From Fire, To Electricity, To Internet

Silicon Valley may insist that it’s on the cusp of the next great leap, similar to humankind’s mastery of fire or electricity, or the invention of the internet. But here’s the thing about true technological revolutions: They happen not just because the technology exists and it’s cool, and has the potential to do great things, but because it creates immediately recognizable value.

For example, it’s hard to imagine many Pleistocene cave-dwellers remained wary for long after being introduced to fire, stubbornly chewing raw meat in the dark. Fire’s benefits in a survival context are obvious: It provides warmth, light, makes food more digestible, and discourages predators from sneaking up and mauling you to death. No early human needed to hear a treatise on how fire’s transformative properties would allow our species to endure an Ice Age and spread throughout the globe. They just used it. The rest is history.

Likewise, electricity was an easy sell once it could be brought, at scale, into people’s homes. There were bankruptcies and missteps along the way — streetcar schemes, failed utilities, the costly DC-vs.-AC fight — but the value of electric lighting was instantly clear. A single live demo, the 1893 World’s Columbian Exposition in Chicago, captivated the public. More than 27 million people, over a third of the U.S. population, attended the fair to experience the glow of AC-powered incandescent bulbs. By 1900, most major cities had adopted electric streetlamps, gas lighting was in sharp decline, and the number of power plants across the country had tripled.

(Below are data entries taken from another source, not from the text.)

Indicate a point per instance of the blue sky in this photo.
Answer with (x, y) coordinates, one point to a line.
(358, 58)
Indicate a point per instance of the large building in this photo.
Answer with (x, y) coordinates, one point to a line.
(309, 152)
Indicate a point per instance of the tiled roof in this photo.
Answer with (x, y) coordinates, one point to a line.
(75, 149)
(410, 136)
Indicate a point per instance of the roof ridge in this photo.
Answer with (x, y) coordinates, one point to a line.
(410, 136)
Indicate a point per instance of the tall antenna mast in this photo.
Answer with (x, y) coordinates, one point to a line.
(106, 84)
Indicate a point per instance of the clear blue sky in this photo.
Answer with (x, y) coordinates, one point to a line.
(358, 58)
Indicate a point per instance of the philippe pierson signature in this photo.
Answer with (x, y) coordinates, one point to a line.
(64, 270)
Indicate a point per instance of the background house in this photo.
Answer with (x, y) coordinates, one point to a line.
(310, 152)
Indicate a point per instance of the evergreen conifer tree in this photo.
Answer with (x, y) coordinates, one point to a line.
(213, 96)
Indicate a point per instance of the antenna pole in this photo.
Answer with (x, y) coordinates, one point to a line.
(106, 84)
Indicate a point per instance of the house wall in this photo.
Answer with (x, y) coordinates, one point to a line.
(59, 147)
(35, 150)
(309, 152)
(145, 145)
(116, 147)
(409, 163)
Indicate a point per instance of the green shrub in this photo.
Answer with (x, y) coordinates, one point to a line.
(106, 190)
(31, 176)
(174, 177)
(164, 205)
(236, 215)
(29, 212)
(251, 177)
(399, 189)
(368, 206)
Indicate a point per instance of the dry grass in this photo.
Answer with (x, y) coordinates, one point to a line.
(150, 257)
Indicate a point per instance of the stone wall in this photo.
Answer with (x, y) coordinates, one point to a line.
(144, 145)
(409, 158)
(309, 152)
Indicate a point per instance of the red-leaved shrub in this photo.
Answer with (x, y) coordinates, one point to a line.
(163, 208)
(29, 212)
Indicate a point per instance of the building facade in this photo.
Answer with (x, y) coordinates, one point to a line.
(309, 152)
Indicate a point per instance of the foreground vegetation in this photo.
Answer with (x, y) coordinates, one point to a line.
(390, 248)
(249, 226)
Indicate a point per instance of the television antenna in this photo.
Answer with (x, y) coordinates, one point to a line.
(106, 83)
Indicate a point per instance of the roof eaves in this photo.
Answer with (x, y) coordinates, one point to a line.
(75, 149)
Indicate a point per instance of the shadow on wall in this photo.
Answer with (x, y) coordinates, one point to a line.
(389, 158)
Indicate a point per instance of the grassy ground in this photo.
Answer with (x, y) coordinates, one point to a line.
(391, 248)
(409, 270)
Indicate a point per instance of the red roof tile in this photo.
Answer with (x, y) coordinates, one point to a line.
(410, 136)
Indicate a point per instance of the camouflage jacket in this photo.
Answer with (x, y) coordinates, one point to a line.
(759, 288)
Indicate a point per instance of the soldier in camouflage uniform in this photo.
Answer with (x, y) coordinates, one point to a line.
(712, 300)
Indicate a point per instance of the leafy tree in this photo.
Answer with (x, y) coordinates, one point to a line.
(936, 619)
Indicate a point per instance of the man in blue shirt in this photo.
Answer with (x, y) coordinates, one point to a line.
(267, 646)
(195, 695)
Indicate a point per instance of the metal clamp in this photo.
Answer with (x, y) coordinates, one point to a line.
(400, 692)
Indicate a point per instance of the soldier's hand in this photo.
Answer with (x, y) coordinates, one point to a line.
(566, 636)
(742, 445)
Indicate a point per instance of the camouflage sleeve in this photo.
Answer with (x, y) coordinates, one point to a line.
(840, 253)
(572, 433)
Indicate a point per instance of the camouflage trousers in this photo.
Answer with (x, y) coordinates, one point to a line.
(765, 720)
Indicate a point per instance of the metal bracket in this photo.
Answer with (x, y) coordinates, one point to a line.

The internet was a bit trickier. Tethered to a bulky personal computer and a landline, it was seen as a novelty at first, used mostly for chatting on AOL, playing basic games, looking up trivia or celebrity gossip, or (of course), downloading porn (at glacial speeds). After the dot-com bust cleared away the hype, broadband took hold and e-commerce exploded. A tipping point happened: people realized they could research, shop, bank, and interact with the world without leaving their homes — and later, with the iPhone, not even their toilets.

To be sure, there are enterprise and niche applications of AI that are producing real-world value today: accelerating drug discovery, detecting fraud, helping coders write at least some boilerplate code, optimizing logistics, and streamlining certain back-office workflows. But revolutions aren’t built on niches. They happen when the value is obvious to everyone.

I could go on and talk about other paradigm-shifting technological leaps like the printing press or the steam engine, but I think my point is clear: What drives widespread adoption and fundamental shifts are the users themselves — what individual human beings find important, useful, and valuable, not what “thought leaders,” self-interested technology executives, tech bros, or pundits tell them they should care about.

My humble prediction: Until the focus returns to humans, AI’s power to reshape life as we know it will remain a hallucination.